Toynbee's use of the word 'church' refers to the collective spiritual bond of a common worship, or the same unity found in some kind of social order.
Predictions
It remains to be seen what will come of the four remaining civilizations of the 21st century: Western civilization, Islamic society, Hindu society, and the Far East. Toynbee argues two possibilities: they might all merge with Western Civilization, or Western civilization might develop a Universal State after its Time of Troubles, decay, and die.
Impact
Many concepts Toynbee discussed become part of the political vocabulary only decades later; here is a sampling of a few:
- Great Society (1939)
- régime change (1949)
- Détente (1952)
- malaise (1956).
The Intercollegiate Studies Institute listed A Study of History as #5 in its 50 Best Books of the Twentieth Century in 2001.
Criticism
The social scientist Ashley Montagu assembled 29 other historians' articles to form a
symposium on Toynbee's A Study of History, published as Toynbee and
History: Critical Essays and Reviews, 1956 Cloth,
Arnold Toynbee suggests that the
And then concerning the fall of civilisations, Toynbee suggests a single schema, drawn in part from his experience as a classical scholar, based upon the creativity of classical Athens, and the rise and fall of the Roman Empire.

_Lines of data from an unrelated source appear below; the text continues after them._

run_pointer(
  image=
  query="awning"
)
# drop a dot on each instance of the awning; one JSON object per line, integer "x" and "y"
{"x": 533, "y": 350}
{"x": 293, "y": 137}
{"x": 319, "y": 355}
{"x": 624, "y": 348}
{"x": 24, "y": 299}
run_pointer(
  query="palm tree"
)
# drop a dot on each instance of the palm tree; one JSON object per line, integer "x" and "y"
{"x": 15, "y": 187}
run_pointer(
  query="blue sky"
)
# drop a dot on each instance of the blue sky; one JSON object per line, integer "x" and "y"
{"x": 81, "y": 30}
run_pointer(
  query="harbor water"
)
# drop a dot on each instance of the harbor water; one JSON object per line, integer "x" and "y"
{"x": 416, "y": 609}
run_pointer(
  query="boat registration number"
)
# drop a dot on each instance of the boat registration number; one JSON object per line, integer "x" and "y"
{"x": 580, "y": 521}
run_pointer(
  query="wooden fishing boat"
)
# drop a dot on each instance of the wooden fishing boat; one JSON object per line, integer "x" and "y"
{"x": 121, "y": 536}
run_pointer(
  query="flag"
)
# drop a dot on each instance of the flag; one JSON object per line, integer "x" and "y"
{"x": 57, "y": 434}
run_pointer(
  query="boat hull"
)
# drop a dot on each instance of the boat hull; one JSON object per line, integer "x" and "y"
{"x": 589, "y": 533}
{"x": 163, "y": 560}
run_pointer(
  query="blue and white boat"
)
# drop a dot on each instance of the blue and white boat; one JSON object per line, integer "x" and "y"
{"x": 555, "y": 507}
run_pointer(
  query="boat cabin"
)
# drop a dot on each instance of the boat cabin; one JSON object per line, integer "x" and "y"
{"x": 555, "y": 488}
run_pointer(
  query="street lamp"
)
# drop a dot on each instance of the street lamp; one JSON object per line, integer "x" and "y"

This pattern he finds has parallels with Sima Qian's views of the "Mandate of Heaven" or the Dynastic cycle suggested by Ibn Khaldun, for Far Eastern and Islamic civilisations respectively. But the pattern is not universally observed, and a number of civilisations become incorporated into others. These he suggests are the so-called Aborted civilisations. It is interesting that Ireland (a far Western Christian) and Scandinavia (the Vikings) are called abortive, when they contributed so heavily to the independent Western civilisation, whilst pre-Muslim Ghana is not considered at all.
Counter-criticism
Scandinavia and far western christan became abortive in the sense that they didn´t survive the contact with the western civilization. This is what abortive means to Toynbee, not that it´s legacy died. Moreover, he goes on to say that all civilizations left some legacy which are still part of the remaining civilizations, even if only as part of a larger whole.